ENG vs PAK: After Virat Kohli and Steve Smith, can Babar Azam find his moment in the English sun?
The only other batsman who has garnered as much attention across formats as the Fab Four is Babar. And since 2018, Babar has outdone them all. No other batsman, in the last two years, with more than 500 runs, averages more than Babar's 65.5.
To become a good batsman, you need to work hard. To become a great one, you need to survive the English conditions.
Thousands of cricketers have batted in English conditions and only 13 of them average more than 45 (minimum 1000 runs) in England, the tally showing a significant decline from the tally of 52 batsmen who have a career average in the same range (minimum 4000 runs). The sole difference stands in the manner the lateral movement, especially against the new cherry. Ask Virat Kohli. It took him four years to master the high degree of swing and seam movement that English pitches offer.

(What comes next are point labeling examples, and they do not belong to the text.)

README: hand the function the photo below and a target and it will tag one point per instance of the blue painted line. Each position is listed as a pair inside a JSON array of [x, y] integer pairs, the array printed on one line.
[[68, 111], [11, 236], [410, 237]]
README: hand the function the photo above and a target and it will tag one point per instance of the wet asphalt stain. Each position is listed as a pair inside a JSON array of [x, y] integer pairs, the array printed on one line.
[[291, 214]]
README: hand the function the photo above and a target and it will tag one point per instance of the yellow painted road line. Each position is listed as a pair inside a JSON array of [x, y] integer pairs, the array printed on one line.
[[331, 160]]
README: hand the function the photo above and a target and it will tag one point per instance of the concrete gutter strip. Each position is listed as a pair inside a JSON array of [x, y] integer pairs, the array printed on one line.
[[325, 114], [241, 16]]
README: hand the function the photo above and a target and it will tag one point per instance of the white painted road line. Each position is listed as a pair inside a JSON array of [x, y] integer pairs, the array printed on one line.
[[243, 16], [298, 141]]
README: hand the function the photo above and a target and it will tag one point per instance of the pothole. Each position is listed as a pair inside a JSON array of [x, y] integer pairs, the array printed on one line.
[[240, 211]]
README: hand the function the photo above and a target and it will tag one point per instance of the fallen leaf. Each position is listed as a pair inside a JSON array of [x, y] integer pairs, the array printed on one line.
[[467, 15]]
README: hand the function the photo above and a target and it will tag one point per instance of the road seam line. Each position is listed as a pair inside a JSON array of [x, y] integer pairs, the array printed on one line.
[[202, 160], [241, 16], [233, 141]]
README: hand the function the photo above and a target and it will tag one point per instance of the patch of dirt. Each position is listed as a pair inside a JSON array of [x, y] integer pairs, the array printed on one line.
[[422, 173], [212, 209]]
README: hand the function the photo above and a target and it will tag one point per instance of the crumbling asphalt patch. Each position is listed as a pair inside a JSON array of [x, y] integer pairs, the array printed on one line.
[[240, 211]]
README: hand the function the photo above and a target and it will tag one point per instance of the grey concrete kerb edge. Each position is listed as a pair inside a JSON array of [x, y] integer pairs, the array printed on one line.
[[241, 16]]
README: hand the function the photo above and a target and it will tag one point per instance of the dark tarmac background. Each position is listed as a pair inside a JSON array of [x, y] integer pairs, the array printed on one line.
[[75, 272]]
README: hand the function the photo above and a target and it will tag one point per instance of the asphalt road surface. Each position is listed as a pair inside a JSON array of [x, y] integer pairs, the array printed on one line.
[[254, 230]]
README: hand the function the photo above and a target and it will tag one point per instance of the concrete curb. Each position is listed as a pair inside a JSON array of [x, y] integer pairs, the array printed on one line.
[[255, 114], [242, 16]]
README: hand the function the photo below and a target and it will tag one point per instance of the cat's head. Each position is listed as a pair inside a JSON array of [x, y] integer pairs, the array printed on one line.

Despite the promise he offered, the matches he won, the records he broke and the unending Sachin comparison, that one blip in his career was always was critics and analysts picked up in rating him amongst the best. That 2014 tour of England nullified almost every achievement that Kohli managed before and henceforth. And even as he improved immensely as a batsman, the world was waiting for his next England tour. Four years since that horrifying tour, Kohli returned to England, in an emphatic manner, with an authoritative 149 at Edgbaston. Thus began the summer of Kohli. He finished with 539 runs in the four-match Test series. And even while India lost the contest, Kohli's astounding batting figures were enough to place him among the batting greats of all time.
Exactly a year later, England and world cricket witnessed another summer of a modern-era great as Steve Smith carved out a sensational and awe-inspiring 774 in the Ashes in what was then hailed as his "redemption series".
Can Babar Azam be next on the list?
The only other batsman who has garnered as much attention across formats as the Fab Four is Babar. And since 2018, Babar has outdone them all. No other batsman, in the last two years, with more than 500 runs, averages more than Babar's 65.5. Kohli averages 53, Smith 59, Joe Root 40 and Kane Williamson 52. Even his strike rate of 63.18 places him above the Fab Four.
For Babar, the talk has mostly centered around his elegant cover drives, off the front foot and off his hips, one aptly described by Tom Moody during a podcast on Pitchside Experts.
“If you think Virat Kohli is good to watch, have a look at Babar Azam,” says Tom Moody, the former Australia cricketer turned coach. “Gosh, he is something special.”
The strike rate meanwhile shows his ability to read the length and time his strokes, besides keeping the scoreboard ticking with his ability to rotate the strike more often. And this '63.18' includes that dominating innings against Dale Steyn in January 2019 where he scored 10 boundaries in 31 deliveries against the legendary pacer and clobbered five more in 29 balls in the next Test. The only other batsman to have dominated Steyn in a similar fashion and with astute finesse has been Kevin Pietersen.
The next instance, and probably what stands as an epitome of his elegance at the crease has been his display Down Under against the ruthless Australian attack. Babar hit 104 at the Gabba off 173 balls and 97 off 132 balls at the Adelaide Oval to finish the two-match series at an average of 50 and a strike rate of 65. It was these back-to-back knocks that left many veterans pondering about renaming the Fab Four to "Famous Five" or probably replace Root with the youngster given the England skipper's lean form since 2018.
"Experts of the game are talking about it but I know he is not thinking about these comparisons and is just hungry for runs. If he continues that he will be up there for quite a long time," said Pakistan skipper Azhar Ali said on the eve of the Manchester opener comparing Babar to Kohli and Smith.
"His performance has improved massively in Tests over the last year or so. When people started thinking that he is a white-ball specialist, he took that as a challenge and began playing with a lot of freedom and flair," Azhar added.
After having played and survived two tough conditions and two threatening bowling attacks, Babar now heads to tick off that final box.
This will not be the first time that he will be playing in English conditions. Back in 2018, he had scored a gritty 68 off 120 deliveries in the opening Test before getting injured on his arm by a fatal delivery from Ben Stokes. But the innings did reflect his abilities from the fewer false shots it included.
One might argue that his Brisbane century is the only hundred he scored outside Asia from his tally of 5 centuries he managed since 2018. But the one factor that truly stands out in his career has been adaptability and willingness to improve. Not many players in the modern era have been able to manage all three formats of the game on an equal level. Like the Fab Four, Babar has mostly anchored the innings at the top of the order while keeping he scoreboard running and in the T20Is, despite the high demand of hard-hitting players, he has stuck with his techniques which has placed him at the top of the ICC T20I rankings.
It may still be a lot to ask from a 25-year-old batsman, especially against the Dukes and against an in-form pace attack, but Babar truly stands only this performance away from joining that elite group. How about "Famous Five" as Alan Wilkins had suggested?